Despite popularity, BI Goodwill closing

Bainbridge Island residents hoping to clean out their closets this summer should be prepared for a lot of driving.

The only Goodwill Donation Center on BI will be closing June 30, leaving it without a one-stop-shop for donated items.

Evergreen Goodwill, the regional nonprofit that manages the donation center, cited staffing issues and logistical challenges for the closure. Typically, the center required five staff members to function – at peak performance, the BI location alone filled four 28-foot trailers per week with donated furniture, clothes, kitchenware, electronics, toys, tools, sports equipment and more.

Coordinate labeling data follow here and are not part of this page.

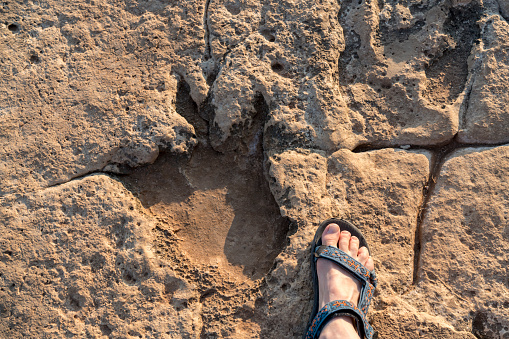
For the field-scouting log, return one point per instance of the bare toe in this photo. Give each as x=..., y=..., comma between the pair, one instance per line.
x=354, y=246
x=370, y=265
x=363, y=255
x=330, y=235
x=344, y=241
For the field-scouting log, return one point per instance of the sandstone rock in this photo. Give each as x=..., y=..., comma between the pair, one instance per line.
x=87, y=85
x=380, y=191
x=301, y=95
x=77, y=260
x=487, y=118
x=464, y=242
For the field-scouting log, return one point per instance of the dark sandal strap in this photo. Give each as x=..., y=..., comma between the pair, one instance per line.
x=346, y=261
x=339, y=308
x=366, y=277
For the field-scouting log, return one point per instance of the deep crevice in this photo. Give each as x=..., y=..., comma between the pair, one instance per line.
x=439, y=154
x=208, y=50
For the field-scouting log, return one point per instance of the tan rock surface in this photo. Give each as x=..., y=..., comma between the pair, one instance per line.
x=380, y=191
x=259, y=119
x=487, y=117
x=78, y=260
x=465, y=243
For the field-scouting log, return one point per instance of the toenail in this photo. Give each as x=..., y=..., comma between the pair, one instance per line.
x=331, y=229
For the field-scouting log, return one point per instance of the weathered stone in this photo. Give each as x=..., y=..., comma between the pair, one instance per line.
x=465, y=233
x=292, y=92
x=77, y=260
x=85, y=85
x=487, y=118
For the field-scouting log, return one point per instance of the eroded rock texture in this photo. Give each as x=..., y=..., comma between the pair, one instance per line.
x=164, y=164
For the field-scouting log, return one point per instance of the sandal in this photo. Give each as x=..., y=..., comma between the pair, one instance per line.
x=319, y=319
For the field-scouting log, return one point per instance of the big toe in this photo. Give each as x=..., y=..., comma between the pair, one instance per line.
x=330, y=235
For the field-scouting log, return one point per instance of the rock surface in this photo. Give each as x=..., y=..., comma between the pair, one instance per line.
x=164, y=164
x=77, y=260
x=467, y=223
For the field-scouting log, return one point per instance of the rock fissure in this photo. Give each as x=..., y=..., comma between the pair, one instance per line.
x=208, y=50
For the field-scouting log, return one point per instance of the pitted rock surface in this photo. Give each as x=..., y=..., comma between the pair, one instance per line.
x=164, y=164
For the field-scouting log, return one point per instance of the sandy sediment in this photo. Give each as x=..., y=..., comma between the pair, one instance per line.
x=164, y=164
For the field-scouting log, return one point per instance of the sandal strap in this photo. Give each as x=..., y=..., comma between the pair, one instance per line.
x=339, y=308
x=346, y=261
x=366, y=277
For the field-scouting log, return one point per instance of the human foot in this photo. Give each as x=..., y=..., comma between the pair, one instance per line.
x=335, y=283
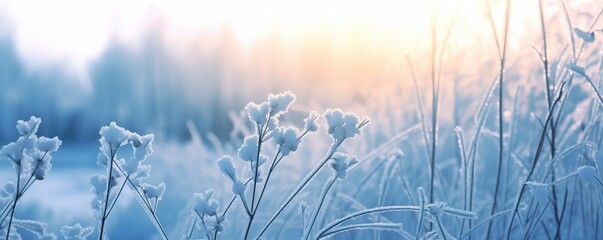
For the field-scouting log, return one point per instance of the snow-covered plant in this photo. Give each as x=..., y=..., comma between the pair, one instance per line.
x=131, y=171
x=30, y=157
x=207, y=217
x=250, y=183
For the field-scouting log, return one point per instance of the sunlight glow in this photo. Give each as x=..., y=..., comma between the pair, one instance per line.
x=74, y=33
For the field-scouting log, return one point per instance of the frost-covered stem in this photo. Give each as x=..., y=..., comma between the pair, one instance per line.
x=323, y=196
x=190, y=232
x=108, y=190
x=262, y=130
x=275, y=161
x=204, y=225
x=434, y=95
x=153, y=217
x=534, y=162
x=384, y=184
x=117, y=195
x=20, y=192
x=12, y=209
x=376, y=226
x=301, y=186
x=421, y=212
x=257, y=163
x=364, y=212
x=502, y=54
x=488, y=219
x=215, y=230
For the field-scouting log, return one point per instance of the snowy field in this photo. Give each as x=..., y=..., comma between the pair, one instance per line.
x=443, y=120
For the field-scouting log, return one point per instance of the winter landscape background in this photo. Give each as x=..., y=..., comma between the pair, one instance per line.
x=186, y=70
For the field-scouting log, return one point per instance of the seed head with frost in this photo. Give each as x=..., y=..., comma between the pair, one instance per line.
x=205, y=203
x=287, y=139
x=28, y=128
x=153, y=191
x=310, y=124
x=258, y=113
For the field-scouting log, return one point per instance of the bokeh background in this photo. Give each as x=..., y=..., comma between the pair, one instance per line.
x=184, y=70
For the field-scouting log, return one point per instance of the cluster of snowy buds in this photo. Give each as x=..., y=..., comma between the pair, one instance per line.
x=130, y=170
x=30, y=154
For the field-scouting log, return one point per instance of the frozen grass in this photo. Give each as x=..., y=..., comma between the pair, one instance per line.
x=528, y=168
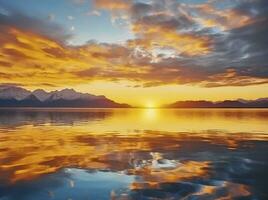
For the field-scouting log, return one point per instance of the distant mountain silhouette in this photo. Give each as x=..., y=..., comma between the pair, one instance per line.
x=241, y=103
x=14, y=96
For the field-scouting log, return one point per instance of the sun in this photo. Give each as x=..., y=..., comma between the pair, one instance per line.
x=150, y=104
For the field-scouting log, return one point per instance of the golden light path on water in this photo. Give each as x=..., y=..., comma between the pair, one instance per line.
x=136, y=141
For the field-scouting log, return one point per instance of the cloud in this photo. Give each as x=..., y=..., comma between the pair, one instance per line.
x=112, y=5
x=173, y=44
x=15, y=18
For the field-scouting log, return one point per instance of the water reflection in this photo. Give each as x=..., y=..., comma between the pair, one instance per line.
x=133, y=154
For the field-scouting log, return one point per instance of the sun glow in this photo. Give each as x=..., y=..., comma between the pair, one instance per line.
x=150, y=104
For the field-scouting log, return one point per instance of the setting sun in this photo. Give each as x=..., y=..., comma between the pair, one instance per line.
x=150, y=104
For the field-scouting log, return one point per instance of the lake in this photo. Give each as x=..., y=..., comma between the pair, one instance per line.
x=100, y=154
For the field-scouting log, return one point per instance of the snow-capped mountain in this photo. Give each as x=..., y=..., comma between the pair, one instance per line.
x=70, y=94
x=13, y=92
x=13, y=96
x=42, y=95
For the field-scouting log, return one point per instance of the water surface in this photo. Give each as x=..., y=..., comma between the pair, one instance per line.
x=133, y=154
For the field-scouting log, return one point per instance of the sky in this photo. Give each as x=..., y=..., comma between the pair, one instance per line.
x=141, y=52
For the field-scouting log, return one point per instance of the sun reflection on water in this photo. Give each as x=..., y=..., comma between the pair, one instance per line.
x=152, y=145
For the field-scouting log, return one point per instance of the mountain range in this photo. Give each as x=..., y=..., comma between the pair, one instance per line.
x=13, y=96
x=239, y=103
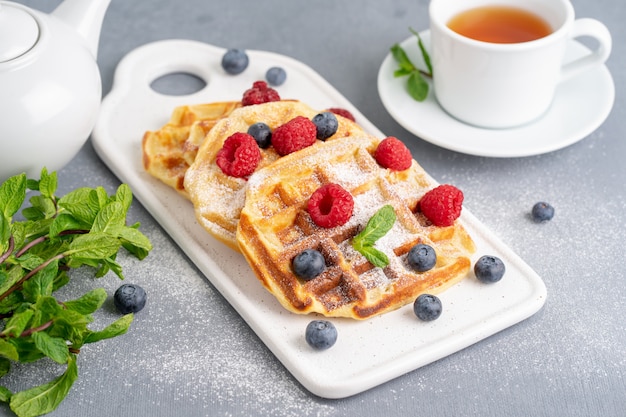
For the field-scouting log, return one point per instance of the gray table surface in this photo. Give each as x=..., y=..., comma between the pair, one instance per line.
x=189, y=353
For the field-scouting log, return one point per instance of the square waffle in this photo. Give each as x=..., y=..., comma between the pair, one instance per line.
x=274, y=226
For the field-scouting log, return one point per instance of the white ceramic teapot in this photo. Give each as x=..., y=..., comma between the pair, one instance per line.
x=50, y=87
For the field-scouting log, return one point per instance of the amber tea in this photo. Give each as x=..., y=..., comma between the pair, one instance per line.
x=500, y=24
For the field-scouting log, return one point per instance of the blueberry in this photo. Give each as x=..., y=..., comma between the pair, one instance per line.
x=261, y=133
x=235, y=61
x=489, y=269
x=427, y=307
x=542, y=212
x=129, y=298
x=276, y=76
x=421, y=257
x=326, y=124
x=321, y=334
x=308, y=264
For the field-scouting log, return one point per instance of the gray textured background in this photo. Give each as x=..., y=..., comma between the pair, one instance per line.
x=188, y=352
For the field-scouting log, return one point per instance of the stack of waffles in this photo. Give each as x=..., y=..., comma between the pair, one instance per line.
x=265, y=216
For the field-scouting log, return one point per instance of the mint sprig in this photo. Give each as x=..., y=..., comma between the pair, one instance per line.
x=86, y=227
x=378, y=225
x=416, y=86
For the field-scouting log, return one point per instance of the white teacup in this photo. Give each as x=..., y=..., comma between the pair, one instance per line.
x=502, y=85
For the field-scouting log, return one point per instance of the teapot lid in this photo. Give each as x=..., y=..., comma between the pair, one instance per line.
x=18, y=32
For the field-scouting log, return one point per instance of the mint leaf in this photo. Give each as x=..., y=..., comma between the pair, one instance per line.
x=416, y=85
x=45, y=398
x=12, y=195
x=117, y=328
x=53, y=347
x=378, y=225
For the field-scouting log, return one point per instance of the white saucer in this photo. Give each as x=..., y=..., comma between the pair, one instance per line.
x=580, y=106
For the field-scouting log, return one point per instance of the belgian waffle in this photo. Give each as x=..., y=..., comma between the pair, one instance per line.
x=168, y=152
x=274, y=226
x=219, y=198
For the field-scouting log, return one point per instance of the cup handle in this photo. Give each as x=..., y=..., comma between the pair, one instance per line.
x=596, y=30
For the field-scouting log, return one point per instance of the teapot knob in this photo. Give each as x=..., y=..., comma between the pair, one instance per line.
x=19, y=32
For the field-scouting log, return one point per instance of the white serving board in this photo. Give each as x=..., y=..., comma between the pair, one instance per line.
x=367, y=353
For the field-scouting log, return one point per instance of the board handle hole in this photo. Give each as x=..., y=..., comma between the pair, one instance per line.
x=178, y=84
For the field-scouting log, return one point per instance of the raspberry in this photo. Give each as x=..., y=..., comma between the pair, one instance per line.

But without adequate personnel, the center closed frequently, and retrieval of donated goods became a challenge, said Fraser MacPherson, Evergreen Goodwill communications specialist.

“We were not able to operate this attended donation center to our standards, which led to unexpected closures, overflowing trailers of donated goods, and at times frustrated community members,” MacPherson said. “We know this site has long been an important place for island residents to donate their items, and this was a difficult decision to make.”

For the time being, corporate Goodwill does not have any plans to reopen a donation center or a retail store on BI, but it is receptive to feedback from the community, MacPherson said. In the meantime, corporate recommends that residents visit the location in Silverdale.

There is no shortage of secondhand stores and reuse options on BI, but not all of them are able to accept the same variety of items as Goodwill.

The Bargain Boutique on Hildebrand Lane, which benefits Seattle Children’s Hospital, takes clothing and some furniture, but does not accept baby and childcare supplies, such car seats or cribs, or exercise equipment, televisions, entertainment centers, tupperware, barbecues, lawnmowers, and other items. Waterfront Thrift, run by the BI Senior Center, can accept small household items, home decor, clothing and shoes, but can’t take unwieldy furniture.

Other options, like the Buy Nothing Project and annual Auction and Rummage Sale hosted by the Rotary Club of BI, offer more varied donation options, but have limitations. The auction only comes once a year, and Buy Nothing requires access to the internet.

“I get that people don’t love Goodwill, but a lot of the other places will not take every kind of item, Jessica Wexler of BI said. “There are a lot of people who will throw [stuff] in the dump rather than sort and take it to multiple places, post on Buy Nothing, or go all the way to Silverdale.”